Les inégalités de traitement entre les indépendants peuvent-elles se justifier?
Non, les différentes inégalités sont pour moi injustifiables, discriminatoires et fausses sous l’angle de la technique d’assurance. La première porte sur le fait que les indépendants en SA ou Sàrl, qui, en vertu de l’ordonnance, reçoivent un forfait de 3320 francs pour leurs dépenses personnelles, ont cotisé à l’assurance chômage à hauteur de 2,2% de leur salaire (sans plafond) et les autres, qui reçoivent un revenu d’au maximum 5800 francs, ne l’ont pas fait. Pour ces derniers, cette assurance octroyée sans avoir payé une prime au préalable est un vrai coup de pouce financé par le budget de la Confédération. C’est légitime, mais dans ce cas on peine à comprendre le plafond de 3320 francs qui s’applique à ceux qui ont cotisé.
Le débat porte aussi sur les taxis ou les indépendants qui subissent une perte de revenu mais ne peuvent pas fermer.
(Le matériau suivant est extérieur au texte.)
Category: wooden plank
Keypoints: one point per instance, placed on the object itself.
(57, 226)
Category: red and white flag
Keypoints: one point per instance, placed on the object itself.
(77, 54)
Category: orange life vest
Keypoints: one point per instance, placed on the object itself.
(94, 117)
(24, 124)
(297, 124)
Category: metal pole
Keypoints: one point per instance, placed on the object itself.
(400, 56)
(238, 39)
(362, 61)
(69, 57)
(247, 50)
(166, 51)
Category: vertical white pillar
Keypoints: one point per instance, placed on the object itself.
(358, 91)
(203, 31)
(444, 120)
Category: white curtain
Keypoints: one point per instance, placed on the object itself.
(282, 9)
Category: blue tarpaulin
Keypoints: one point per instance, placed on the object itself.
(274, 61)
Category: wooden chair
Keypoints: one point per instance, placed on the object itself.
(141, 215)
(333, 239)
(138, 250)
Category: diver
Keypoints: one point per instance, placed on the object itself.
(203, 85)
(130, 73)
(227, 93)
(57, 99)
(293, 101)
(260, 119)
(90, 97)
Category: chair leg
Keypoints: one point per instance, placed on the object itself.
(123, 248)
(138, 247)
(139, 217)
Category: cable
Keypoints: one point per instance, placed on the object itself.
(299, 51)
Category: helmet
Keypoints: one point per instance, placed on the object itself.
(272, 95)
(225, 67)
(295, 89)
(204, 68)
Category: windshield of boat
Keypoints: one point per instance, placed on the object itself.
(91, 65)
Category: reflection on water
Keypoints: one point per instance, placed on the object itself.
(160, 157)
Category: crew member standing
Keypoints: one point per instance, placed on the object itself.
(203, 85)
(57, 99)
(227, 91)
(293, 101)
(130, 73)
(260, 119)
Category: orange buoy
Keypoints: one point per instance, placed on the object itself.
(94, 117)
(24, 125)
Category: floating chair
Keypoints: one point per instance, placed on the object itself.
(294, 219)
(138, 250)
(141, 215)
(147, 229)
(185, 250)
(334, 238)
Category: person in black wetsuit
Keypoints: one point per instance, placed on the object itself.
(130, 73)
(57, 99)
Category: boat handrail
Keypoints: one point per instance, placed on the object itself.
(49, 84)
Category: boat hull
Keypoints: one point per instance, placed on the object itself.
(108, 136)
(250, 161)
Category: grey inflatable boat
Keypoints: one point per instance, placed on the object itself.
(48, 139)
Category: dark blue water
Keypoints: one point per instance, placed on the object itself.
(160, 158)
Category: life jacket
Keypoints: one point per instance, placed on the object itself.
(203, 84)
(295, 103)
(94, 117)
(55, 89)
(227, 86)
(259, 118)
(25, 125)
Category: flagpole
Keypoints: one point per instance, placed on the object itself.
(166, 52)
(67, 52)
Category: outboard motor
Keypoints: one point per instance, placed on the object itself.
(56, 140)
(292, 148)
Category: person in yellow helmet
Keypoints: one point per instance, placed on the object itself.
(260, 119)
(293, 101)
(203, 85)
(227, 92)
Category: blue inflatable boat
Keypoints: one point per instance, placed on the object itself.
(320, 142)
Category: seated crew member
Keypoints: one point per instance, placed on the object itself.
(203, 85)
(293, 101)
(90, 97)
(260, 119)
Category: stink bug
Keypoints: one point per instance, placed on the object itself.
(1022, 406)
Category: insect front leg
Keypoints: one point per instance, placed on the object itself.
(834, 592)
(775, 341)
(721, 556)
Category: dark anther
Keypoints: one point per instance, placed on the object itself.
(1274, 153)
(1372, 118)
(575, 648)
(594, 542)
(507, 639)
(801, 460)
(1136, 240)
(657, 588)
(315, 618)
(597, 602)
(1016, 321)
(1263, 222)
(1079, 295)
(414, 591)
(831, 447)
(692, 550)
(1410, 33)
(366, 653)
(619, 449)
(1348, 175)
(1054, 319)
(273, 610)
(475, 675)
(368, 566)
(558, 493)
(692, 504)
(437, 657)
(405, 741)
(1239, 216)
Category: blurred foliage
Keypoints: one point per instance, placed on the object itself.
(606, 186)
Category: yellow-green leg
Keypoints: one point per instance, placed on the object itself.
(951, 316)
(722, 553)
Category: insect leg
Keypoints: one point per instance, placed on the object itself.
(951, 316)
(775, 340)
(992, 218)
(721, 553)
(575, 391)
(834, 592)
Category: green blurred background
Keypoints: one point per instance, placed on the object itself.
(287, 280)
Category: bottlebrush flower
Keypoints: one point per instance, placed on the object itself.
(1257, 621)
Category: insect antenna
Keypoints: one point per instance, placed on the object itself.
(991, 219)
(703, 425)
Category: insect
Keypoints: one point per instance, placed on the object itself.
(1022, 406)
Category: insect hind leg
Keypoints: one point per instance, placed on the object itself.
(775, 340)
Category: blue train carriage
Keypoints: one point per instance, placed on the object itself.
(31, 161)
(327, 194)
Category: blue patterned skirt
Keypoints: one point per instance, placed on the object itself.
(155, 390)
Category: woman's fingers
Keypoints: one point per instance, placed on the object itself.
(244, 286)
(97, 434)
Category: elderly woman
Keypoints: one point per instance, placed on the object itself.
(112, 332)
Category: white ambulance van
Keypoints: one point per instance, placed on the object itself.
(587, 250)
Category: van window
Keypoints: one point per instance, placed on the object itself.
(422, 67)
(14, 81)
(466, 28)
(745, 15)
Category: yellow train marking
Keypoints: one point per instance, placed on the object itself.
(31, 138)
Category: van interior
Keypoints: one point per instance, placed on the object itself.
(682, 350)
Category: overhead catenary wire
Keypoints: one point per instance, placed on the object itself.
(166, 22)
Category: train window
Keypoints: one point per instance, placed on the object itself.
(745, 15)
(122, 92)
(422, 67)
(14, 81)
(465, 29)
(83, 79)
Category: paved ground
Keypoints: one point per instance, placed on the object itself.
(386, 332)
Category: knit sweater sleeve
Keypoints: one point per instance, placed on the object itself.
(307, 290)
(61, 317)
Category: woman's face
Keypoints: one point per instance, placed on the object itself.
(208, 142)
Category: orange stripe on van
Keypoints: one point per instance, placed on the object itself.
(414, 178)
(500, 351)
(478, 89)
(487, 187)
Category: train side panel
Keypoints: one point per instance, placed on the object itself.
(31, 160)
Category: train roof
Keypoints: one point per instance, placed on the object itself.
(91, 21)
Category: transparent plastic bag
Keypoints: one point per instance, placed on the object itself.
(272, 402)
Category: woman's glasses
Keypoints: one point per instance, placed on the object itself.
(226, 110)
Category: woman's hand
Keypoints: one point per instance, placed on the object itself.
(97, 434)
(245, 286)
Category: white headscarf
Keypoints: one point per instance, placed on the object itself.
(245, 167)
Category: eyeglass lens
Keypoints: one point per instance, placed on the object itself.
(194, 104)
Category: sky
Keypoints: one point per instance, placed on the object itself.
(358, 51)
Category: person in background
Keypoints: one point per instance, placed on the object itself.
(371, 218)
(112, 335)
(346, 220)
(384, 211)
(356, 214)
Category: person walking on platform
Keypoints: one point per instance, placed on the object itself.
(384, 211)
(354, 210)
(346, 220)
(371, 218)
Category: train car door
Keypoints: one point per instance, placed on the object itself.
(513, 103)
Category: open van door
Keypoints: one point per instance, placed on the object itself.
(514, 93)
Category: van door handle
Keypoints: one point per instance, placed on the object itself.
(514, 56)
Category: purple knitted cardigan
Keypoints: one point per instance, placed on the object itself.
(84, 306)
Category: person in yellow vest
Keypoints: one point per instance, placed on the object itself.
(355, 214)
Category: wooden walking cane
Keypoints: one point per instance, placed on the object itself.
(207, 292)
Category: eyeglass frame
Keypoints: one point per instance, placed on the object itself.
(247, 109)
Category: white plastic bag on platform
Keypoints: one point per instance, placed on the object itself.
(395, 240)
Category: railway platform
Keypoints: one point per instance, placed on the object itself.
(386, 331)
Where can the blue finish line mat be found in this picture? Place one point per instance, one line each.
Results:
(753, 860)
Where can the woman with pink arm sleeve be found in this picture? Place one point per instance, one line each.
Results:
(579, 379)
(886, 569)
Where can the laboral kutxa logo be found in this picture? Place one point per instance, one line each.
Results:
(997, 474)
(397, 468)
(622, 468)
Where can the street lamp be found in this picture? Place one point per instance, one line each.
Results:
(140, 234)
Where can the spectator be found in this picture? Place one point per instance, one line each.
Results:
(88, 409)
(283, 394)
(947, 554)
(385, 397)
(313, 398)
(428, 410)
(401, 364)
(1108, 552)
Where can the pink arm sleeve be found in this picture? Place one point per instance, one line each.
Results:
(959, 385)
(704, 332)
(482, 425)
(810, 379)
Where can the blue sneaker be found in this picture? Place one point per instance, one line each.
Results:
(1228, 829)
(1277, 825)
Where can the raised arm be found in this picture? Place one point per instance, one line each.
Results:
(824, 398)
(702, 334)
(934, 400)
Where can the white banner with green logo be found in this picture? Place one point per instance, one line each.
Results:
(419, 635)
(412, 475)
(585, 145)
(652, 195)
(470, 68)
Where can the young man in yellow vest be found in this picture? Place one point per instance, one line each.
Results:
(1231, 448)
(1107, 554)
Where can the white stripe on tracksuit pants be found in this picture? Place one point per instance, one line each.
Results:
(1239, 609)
Combien de situations existe-t-il finalement?
Le taxi peut être en SA ou Sàrl ou en raison individuelle. Il en résulte l’inégalité citée plus haut. Les indépendants en raison individuelle subissent une autre inégalité, finalement assez sournoise. Ils se répartissent en effet entre une première catégorie, composée de ceux qui sont inscrits dans la liste du Conseil fédéral parce qu’ils ont fermé, comme les coiffeurs ou les restaurateurs, et un deuxième groupe, avec ceux qui n’ont pas fermé mais ont subi une chute de leur chiffre d’affaires. Ce deuxième groupe comprend des physiothérapeutes, des architectes ou des logopédistes.
Il y a donc quatre catégories de chômeurs, les employés ordinaires (plafond à 9880 francs), les entrepreneurs en SA ou Sàrl avec un forfait de 3320 francs, les entrepreneurs indépendants qui ont fermé et qui reçoivent 5800 francs et les indépendants qui n’ont pas fermé mais qui ne font presque plus de chiffre d’affaires et ne reçoivent rien du tout. Il faudrait donner à ces derniers le bénéfice d’une allocation à 196 francs par jour car ils ont aussi arrêté à cause de la pandémie.
Que pensez-vous de l’idée, exprimée par l’Union suisse des professions libérales, de doubler le montant de 196 francs par jour?
Le doublement du plafond permettrait de les placer à un niveau proche de celui des salariés ordinaires. Il faut toutefois préciser que ce type d’indépendants n’a pas payé de primes d’allocation chômage, à la différence des autres entrepreneurs et salariés, et cela serait donc une solution relativement généreuse.